What would I say to Gideon Banks?
Bad luck, Mr. Banks. Looks like your youngest gave birth, wrapped the tyke in a blanket, and used him as kindling.
Wham-o! The visual cells sent up a new mental image. Banks pulling a Kodak print from a cracked leather wallet. Six brown faces. Close haircuts for the boys, pigtails for the girls. All with teeth too big for the smiles.
The old man beaming over the photo, adamant that each child would go to college.
I slipped off my lab coat and hung it on the hook behind my door.
If the Banks kids had attended UNC-Charlotte while I was on the faculty, they'd shown little interest in anthropology. I'd met only one. Reggie, a son midrange in the offspring chronology, had taken my human evolution course.
The memory cells offered a gangly kid in a baseball cap, brim low over razor-blade brows. Last row in the lecture hall. A intellect, C+ effort.
How long ago? Fifteen years? Eighteen?
I'd worked with a lot of students back then. In those days my research focused on the ancient dead, and I'd taught several undergraduate classes. Bioarchaeology. Osteology. Primate ecology.

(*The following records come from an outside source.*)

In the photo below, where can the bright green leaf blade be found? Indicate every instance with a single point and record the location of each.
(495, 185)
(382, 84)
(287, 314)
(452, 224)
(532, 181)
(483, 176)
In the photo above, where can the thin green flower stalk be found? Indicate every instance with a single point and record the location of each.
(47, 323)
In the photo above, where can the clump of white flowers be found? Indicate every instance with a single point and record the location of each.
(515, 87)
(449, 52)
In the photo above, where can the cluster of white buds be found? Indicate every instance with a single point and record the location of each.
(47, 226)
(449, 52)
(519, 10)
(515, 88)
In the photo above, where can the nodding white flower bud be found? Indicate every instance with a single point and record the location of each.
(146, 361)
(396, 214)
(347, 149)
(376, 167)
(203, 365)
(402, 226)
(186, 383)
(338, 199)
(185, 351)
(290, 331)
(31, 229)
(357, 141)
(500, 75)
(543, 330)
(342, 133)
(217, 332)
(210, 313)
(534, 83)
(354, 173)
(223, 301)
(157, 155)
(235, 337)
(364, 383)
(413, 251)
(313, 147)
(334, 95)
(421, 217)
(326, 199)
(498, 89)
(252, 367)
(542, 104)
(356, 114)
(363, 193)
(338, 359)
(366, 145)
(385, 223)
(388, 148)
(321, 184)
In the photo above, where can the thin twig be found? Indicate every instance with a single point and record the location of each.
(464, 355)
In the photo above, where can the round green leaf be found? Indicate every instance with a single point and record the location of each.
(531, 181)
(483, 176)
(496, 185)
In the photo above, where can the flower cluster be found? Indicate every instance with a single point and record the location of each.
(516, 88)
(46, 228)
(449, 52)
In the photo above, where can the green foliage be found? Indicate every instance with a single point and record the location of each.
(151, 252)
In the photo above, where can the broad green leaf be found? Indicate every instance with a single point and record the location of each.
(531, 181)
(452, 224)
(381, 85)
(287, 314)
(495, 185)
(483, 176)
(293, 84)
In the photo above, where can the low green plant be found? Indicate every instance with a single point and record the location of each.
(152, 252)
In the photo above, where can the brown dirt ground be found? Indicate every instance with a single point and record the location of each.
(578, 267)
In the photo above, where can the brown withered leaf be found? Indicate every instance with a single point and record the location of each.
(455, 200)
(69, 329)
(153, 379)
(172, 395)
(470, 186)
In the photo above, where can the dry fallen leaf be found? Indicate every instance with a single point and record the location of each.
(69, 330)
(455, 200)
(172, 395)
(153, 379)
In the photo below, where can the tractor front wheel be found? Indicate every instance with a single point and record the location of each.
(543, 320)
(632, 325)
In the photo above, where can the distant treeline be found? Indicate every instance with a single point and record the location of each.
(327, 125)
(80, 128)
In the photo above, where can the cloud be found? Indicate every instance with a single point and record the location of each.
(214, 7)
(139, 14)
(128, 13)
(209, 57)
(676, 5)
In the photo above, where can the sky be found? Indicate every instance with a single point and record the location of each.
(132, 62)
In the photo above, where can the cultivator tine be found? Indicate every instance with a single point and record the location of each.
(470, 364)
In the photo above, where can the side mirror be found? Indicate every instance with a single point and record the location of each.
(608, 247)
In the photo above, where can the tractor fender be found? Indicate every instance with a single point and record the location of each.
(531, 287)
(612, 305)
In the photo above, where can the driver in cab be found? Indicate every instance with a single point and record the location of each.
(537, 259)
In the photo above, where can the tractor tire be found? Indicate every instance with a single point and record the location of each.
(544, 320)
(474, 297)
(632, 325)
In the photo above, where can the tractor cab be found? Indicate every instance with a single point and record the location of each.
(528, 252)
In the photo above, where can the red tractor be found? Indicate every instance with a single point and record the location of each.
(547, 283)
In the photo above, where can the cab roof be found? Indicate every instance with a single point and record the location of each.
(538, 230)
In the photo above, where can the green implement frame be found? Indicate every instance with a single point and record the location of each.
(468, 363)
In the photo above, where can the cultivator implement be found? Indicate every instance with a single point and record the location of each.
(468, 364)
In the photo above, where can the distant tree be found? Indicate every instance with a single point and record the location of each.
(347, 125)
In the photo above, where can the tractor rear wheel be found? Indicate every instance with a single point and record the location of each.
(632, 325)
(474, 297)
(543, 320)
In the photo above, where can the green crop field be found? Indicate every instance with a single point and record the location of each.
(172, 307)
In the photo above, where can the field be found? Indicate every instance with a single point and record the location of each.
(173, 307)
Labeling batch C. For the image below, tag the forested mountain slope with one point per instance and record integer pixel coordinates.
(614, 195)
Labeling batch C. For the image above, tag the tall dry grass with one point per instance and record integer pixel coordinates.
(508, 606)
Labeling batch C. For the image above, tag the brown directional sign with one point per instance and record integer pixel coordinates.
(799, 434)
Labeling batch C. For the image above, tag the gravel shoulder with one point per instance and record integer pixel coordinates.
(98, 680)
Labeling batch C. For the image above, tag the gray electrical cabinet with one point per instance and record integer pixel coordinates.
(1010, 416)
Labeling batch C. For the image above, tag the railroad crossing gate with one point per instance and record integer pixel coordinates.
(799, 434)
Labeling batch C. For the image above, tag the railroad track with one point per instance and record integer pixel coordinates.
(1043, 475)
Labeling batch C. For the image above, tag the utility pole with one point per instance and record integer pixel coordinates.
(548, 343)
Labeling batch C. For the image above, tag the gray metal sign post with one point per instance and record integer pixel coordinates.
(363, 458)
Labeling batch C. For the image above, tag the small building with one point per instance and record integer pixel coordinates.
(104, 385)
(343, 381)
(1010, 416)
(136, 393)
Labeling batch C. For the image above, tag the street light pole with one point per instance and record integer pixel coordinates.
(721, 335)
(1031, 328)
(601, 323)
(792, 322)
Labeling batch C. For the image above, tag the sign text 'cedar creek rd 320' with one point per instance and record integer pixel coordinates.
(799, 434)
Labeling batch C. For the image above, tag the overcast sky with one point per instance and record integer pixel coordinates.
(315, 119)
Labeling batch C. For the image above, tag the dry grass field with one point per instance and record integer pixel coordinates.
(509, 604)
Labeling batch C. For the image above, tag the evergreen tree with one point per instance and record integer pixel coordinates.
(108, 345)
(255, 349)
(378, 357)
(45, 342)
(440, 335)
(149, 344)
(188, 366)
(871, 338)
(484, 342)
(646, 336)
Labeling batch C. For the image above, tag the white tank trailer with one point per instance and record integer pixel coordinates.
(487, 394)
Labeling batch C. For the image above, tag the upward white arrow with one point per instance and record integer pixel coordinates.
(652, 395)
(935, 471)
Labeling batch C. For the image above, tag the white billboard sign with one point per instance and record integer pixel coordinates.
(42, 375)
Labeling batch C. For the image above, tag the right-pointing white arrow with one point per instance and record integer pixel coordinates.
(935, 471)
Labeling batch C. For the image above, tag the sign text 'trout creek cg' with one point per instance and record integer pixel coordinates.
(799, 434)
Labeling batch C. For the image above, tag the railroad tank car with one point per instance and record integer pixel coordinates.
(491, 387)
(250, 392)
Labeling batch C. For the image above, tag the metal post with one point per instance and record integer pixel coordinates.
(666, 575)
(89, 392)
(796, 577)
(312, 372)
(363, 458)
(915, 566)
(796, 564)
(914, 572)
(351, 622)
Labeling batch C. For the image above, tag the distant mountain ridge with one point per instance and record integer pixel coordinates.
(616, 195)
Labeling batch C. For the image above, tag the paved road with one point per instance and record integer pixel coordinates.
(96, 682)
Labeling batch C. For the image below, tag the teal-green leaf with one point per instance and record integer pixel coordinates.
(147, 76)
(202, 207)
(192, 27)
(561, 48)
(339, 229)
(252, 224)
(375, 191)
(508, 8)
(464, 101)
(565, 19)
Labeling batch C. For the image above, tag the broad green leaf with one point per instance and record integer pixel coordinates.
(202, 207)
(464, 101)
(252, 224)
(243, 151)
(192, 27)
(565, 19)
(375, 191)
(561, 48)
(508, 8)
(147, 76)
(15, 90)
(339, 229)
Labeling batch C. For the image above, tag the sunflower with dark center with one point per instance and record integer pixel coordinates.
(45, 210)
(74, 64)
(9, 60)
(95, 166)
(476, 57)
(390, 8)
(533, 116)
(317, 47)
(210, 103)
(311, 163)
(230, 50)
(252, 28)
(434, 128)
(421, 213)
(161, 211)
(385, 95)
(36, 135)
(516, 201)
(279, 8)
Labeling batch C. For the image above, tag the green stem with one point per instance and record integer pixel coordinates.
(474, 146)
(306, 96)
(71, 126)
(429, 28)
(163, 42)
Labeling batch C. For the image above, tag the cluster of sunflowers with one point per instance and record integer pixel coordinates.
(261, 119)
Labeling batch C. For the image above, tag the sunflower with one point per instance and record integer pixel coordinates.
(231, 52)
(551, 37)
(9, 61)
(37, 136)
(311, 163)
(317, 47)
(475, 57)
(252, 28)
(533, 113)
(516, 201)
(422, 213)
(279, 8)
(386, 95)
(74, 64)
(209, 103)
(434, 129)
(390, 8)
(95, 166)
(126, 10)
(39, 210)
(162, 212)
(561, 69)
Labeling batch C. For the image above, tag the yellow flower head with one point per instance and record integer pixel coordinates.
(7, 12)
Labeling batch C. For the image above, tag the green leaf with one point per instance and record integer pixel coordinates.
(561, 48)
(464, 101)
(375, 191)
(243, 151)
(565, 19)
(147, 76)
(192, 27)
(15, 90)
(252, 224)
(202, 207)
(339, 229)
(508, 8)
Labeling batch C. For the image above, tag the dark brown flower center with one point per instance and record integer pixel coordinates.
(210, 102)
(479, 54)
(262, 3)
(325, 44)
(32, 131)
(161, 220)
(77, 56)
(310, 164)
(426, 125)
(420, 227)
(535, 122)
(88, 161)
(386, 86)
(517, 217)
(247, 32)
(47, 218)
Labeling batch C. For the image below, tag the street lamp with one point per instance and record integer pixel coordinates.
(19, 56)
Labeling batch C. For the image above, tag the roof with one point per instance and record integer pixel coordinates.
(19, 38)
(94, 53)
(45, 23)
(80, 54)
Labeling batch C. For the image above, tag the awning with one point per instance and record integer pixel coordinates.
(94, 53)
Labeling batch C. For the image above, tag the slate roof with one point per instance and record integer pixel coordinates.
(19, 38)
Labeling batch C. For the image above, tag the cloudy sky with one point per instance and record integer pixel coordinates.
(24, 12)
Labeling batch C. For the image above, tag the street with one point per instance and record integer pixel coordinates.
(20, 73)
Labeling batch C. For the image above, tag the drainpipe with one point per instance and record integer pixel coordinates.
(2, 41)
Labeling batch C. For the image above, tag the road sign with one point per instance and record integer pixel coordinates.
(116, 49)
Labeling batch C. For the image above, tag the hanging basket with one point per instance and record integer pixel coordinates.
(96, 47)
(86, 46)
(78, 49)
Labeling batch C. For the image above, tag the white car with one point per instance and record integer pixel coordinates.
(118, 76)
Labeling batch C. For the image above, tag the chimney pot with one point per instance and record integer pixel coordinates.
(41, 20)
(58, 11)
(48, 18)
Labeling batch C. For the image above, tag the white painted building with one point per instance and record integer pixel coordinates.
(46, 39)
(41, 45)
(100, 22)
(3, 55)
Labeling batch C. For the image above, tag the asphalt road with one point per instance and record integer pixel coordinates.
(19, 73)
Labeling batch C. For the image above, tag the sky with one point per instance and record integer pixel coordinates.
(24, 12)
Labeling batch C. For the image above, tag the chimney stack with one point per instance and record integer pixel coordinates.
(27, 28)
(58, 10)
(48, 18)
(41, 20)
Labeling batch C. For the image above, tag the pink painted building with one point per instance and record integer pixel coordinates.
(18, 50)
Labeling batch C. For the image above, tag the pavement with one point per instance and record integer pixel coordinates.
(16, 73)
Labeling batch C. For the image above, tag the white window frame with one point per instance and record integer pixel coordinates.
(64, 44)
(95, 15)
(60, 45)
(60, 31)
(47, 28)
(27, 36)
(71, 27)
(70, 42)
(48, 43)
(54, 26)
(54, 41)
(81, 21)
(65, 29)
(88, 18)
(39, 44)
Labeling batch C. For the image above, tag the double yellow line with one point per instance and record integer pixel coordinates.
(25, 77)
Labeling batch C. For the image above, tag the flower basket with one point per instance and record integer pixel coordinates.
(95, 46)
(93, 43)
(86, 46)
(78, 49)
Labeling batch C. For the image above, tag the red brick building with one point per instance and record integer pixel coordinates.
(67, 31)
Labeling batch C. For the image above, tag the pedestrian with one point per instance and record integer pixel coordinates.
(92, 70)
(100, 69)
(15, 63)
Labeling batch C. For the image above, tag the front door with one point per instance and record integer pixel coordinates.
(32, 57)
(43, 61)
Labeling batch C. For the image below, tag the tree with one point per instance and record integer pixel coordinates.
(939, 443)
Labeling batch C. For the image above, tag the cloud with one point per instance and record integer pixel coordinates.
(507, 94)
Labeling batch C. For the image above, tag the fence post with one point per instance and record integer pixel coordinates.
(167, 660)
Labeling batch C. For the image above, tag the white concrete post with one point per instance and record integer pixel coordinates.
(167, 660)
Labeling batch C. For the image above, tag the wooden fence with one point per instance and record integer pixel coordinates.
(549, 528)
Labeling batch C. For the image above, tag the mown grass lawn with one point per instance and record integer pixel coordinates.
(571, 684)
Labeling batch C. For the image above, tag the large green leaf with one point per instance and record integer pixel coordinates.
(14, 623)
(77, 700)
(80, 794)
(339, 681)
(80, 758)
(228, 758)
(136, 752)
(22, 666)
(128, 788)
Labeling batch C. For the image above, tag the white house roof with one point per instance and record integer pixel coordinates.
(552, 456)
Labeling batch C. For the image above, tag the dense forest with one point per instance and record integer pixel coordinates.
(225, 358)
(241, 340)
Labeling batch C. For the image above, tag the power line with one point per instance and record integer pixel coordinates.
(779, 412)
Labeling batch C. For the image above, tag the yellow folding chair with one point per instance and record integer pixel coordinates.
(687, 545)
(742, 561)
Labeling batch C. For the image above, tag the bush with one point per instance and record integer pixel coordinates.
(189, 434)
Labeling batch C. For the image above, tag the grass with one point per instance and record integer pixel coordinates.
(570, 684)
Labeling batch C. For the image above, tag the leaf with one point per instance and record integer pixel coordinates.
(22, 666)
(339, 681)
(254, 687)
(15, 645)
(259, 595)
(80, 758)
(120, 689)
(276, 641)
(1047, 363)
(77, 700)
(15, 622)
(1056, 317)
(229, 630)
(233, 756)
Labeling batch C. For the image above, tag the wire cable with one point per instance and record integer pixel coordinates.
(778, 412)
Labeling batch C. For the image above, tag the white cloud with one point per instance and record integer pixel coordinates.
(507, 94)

One morning an anthro grad showed up at my lab. A homicide detective with the Charlotte-Mecklenburg PD, she'd brought bones recovered from a shallow grave. Could her former prof determine if the remains were those of a missing child?
I could. They were.
That case was my first encounter with coroner work. Today the only seminar I teach is in forensic anthropology, and I commute between Charlotte and Montreal serving as forensic anthropologist to each jurisdiction.
The geography had been difficult when I'd taught full-time, requiring complex choreography within the academic calendar. Now, save for the duration of that single seminar, I shift as needed. A few weeks north, a few weeks south, longer when casework or court testimony requires.
North Carolina and Quebec? Long story.
My academic colleagues call what I do "applied." Using my knowledge of bones, I tease details from cadavers and skeletons, or parts thereof, too compromised for autopsy. I give names to the skeletal, the decomposed, the mummified, the burned, and the mutilated, who might otherwise go to anonymous graves. For some, I determine the manner and time of their passing.
With Tamela's baby there'd been but a cup of charred fragments. A newborn is chump change to a woodstove.
Mr. Banks, I'm so sorry to have to tell you, but --
My cell phone sounded.
"Yo, Doc. I'm parked out front." Skinny Slidell. Of the twenty-four detectives in the Charlotte-Mecklenburg PD Felony Investigative Bureau/Homicide Unit, perhaps my least favorite.
"Be right there."
I'd been in Charlotte several weeks when an informant's tip led to the shocking discovery in the woodstove. The bones had come to me. Slidell and his partner had caught the case as a homicide. They'd tossed the scene, tracked down witnesses, taken statements. Everything led to Tamela Banks.
I shouldered my purse and laptop and headed out. In passing, I stuck my head into the autopsy room. Larabee looked up from his gunshot victim and waggled a gloved finger in warning.
My reply was an exaggerated eye roll.
The Mecklenburg County Medical Examiner facility occupies one end of a featureless brick shoebox that entered life as a Sears Garden Center. The other end of the shoebox houses satellite offices of the Charlotte-Mecklenburg Police Department. Devoid of architectural charm save a slight rounding of the edges, the building is surrounded by enough asphalt to pave Rhode Island.